Consistent Hashing
-
Consistent Hashing is a clever way to distribute data across multiple servers. Consistent Hashing helps us minimize chaos when a new server is added or a server goes down. Let’s see how it works.
-
When you need to store data across multiple servers (or nodes), you need a system to decide which data goes where. The simplest approach might be to take your data's hash value and do a modulo operation (%) with the number of servers. But this has a big problem. When you add or remove a server, most of your data needs to move to different locations. This creates unnecessary network traffic and strain on your system.
-
Consistent hashing solves this by creating a ring which maps to different hash values.

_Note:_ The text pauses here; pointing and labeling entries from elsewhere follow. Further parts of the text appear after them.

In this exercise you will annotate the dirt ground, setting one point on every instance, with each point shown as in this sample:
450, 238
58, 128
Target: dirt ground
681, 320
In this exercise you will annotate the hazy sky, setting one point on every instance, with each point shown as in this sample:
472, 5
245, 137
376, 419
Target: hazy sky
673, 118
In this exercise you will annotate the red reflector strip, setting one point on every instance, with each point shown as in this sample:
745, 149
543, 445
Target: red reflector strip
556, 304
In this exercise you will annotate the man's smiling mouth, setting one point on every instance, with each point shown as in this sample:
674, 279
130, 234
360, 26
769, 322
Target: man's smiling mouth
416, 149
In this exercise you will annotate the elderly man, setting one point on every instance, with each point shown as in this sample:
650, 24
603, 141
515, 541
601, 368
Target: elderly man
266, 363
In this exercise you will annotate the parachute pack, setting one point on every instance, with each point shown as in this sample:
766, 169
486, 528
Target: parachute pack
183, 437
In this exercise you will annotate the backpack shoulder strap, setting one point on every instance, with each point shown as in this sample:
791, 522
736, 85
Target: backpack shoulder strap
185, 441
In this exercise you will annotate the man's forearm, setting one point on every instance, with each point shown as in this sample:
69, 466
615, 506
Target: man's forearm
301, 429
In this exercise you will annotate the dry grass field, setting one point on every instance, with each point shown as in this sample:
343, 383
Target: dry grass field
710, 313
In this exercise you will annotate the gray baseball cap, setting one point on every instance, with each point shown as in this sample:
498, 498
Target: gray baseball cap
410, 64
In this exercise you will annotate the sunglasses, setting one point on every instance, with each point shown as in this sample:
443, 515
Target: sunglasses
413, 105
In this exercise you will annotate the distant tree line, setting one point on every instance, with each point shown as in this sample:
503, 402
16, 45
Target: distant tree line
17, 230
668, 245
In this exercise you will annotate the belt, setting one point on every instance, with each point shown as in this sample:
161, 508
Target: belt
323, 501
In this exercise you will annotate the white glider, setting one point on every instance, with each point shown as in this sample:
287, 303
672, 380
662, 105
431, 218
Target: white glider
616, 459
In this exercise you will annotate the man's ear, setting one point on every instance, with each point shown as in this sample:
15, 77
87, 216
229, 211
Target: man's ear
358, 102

So, if our hash value lies between 0 to 360, 0 to 60 degrees on the ring represent hash values between 0 and 60. The next 60 degrees represent hash values between 60 to 120 and so on. If you understood that, here’s how Consistent Hashing works:
-
First, you pick a value K (let's say K=3) which represents how many "virtual copies" each server gets on the ring. Each server is placed at K different positions around the ring. When you need to store a piece of data, you hash it and find its position on the ring. You then move clockwise until you hit the first server - that's where the data is stored.
-
The beauty of this approach is what happens when servers change. If a server fails, only the data that was specifically assigned to that server needs to move - everything else stays put. Similarly, when you add a new server, it only takes some data from its immediate neighbors on the ring, rather than triggering a massive reshuffle.